Jack Gardiner ACS (1921-1996)

Inducted into ACS Hall of Fame – 1997

Jack became interested in photography in his early teens, getting his first camera in 1935 on his 14th birthday. Thus the seeds for his future in the motion picture industry were sown.

His first job after leaving school in 1936 was at Snow’s Drapery Emporium, on the corner of Pitt & Liverpool St, Sydney where his father was employed, but he was not content. So in 1937 when he heard that Cinesound Studios at Bondi Junction were looking for a junior to fill a position in their film processing laboratory, Jack applied, and succeeded in getting the job.

In 1938 an attractive young girl named Nita Bertram joined Cinesound in the Film Examining Room. Jack and Nita were soon attracted to each other, they wed in June 1942 and gave birth to three children, Christopher, Calvin and Jenni. Calvin and Chris both have successful film careers, while Jenni is involved with Internet Technology.

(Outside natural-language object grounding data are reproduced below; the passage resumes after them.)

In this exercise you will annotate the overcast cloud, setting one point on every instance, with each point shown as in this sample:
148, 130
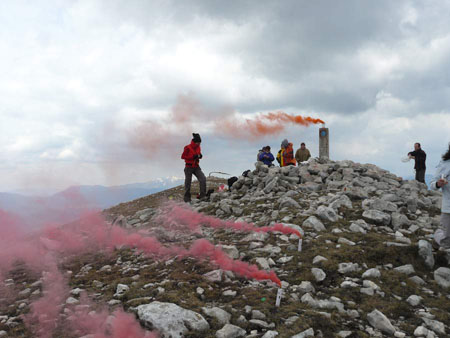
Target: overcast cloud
84, 82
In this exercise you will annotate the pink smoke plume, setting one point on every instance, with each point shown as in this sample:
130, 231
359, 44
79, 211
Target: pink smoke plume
44, 250
44, 312
102, 324
176, 213
262, 125
203, 248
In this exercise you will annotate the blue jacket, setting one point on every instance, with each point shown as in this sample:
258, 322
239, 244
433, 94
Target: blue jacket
266, 158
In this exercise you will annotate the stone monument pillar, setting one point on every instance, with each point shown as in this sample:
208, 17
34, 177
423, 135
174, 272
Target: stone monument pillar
324, 144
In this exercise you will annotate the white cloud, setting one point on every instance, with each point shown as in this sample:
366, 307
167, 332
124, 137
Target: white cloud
78, 75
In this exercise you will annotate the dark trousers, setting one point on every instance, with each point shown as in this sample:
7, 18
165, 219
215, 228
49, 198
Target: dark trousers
188, 172
420, 175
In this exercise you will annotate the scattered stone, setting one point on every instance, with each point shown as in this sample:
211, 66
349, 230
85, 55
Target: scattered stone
121, 290
220, 315
426, 253
214, 276
379, 321
171, 320
315, 223
270, 334
306, 333
442, 277
377, 217
346, 268
407, 269
319, 259
319, 274
414, 300
327, 214
372, 273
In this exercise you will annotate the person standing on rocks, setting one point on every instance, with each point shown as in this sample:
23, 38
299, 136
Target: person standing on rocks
302, 154
191, 155
419, 157
440, 181
286, 154
266, 156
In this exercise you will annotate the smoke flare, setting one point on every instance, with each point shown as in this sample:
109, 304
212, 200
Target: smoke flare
264, 124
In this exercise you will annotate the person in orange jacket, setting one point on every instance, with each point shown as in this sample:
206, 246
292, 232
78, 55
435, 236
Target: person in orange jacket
286, 154
191, 155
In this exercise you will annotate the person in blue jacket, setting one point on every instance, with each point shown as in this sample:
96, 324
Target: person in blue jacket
266, 156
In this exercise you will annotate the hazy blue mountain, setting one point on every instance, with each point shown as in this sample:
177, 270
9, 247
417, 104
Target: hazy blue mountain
71, 203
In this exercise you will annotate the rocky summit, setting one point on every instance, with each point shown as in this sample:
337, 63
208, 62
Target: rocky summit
366, 268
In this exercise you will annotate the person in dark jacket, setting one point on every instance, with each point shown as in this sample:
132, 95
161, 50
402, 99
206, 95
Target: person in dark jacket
191, 155
419, 157
266, 156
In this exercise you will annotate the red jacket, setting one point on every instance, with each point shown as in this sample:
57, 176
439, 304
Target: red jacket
188, 155
288, 156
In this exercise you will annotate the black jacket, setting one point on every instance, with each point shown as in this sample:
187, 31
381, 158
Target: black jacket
420, 158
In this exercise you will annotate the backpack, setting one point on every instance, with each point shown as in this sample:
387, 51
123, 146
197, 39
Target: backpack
231, 181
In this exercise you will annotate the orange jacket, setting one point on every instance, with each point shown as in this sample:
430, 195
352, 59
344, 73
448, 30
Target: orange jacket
288, 156
189, 152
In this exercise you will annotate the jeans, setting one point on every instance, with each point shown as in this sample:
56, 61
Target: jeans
188, 172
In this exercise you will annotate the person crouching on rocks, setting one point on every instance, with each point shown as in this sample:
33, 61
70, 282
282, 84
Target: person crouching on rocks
286, 154
266, 156
440, 181
192, 155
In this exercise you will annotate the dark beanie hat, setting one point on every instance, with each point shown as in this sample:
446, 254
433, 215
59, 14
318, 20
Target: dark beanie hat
197, 138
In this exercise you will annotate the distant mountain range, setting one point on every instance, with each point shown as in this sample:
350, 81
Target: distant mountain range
69, 204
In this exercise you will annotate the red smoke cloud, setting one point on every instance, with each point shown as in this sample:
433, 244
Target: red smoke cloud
203, 248
165, 139
262, 125
45, 250
178, 214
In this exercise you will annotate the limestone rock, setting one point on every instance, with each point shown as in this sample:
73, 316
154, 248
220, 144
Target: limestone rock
327, 213
442, 277
230, 331
379, 321
170, 319
426, 253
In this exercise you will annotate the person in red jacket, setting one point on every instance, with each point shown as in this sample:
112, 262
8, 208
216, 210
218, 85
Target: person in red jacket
191, 155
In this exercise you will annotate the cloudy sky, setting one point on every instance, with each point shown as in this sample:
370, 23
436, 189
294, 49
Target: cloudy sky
109, 92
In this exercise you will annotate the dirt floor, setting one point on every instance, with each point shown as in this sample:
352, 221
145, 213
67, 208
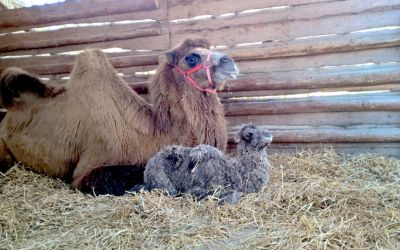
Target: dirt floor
316, 200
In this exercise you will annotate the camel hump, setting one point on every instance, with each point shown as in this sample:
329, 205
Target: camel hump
15, 82
90, 61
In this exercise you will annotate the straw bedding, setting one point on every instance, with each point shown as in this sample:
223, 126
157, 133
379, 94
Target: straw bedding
316, 200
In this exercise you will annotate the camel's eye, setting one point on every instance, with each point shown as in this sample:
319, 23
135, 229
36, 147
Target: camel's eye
192, 59
248, 135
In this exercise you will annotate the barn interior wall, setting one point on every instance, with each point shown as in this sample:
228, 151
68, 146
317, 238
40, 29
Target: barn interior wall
315, 72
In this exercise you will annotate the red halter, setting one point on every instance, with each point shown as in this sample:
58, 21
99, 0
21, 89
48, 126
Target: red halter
205, 65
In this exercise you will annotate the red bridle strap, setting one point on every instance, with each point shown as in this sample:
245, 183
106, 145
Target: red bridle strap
205, 65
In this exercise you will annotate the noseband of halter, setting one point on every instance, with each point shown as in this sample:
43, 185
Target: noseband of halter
205, 65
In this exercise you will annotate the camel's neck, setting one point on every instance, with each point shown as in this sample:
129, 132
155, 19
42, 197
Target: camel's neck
181, 110
245, 152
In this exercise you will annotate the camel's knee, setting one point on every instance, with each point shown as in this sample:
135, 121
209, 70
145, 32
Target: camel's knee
6, 158
113, 180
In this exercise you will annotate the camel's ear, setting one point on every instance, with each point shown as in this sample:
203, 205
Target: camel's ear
237, 137
171, 57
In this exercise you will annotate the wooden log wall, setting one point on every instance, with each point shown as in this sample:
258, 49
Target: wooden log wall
315, 72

Over the next 11-12 years Jack learnt a great deal about all aspects of film production, spending a great deal of time not only in the laboratory, but also in the camera and editing departments of Cinesound. In late 1948 he left Cinesound and teamed up with well known editor Alex Ezard on the McCreadie Bros feature film “Another Dawn” followed in 1949 by another McCreadie feature “Into the Straight”, then in 1955 Jack was appointed as co-editor with Alex Ezard and Pam Bosworth on the acclaimed Charles Chauval classic “Jedda”

Jack then joined Kinelab followed by Kingcroft Productions where he photographed and directed numerous documentaries including the acclaimed “Deep in the Heart” in 1956 and “Pearl of Barossa” for which he won the 1965 ACS Kodak Trophy for Best Cinematography. In the early 1970s Jack took over total ownership of the 16mm colour print laboratory Colour Transcriptions, and operated it through to his retirement in 1986.

Jack was a founding member of the ACS and a long serving dedicated committee member. Jack played a major role in the development of the society and served as NSW and Federal President in the years 1969, 1972, 1976-1977. Jack was ACS accredited in 1963 and posthumously inducted into the ACS Hall of Fame in 1997.

Jack Gardiner ACS was an industry icon and a remarkable gentleman who was much admired by all that knew him. Jack was always prepared to share his knowledge and was mentor to many young persons in the industry, several of whom went on to become leading cinematographers. Jack died peacefully in June 1996.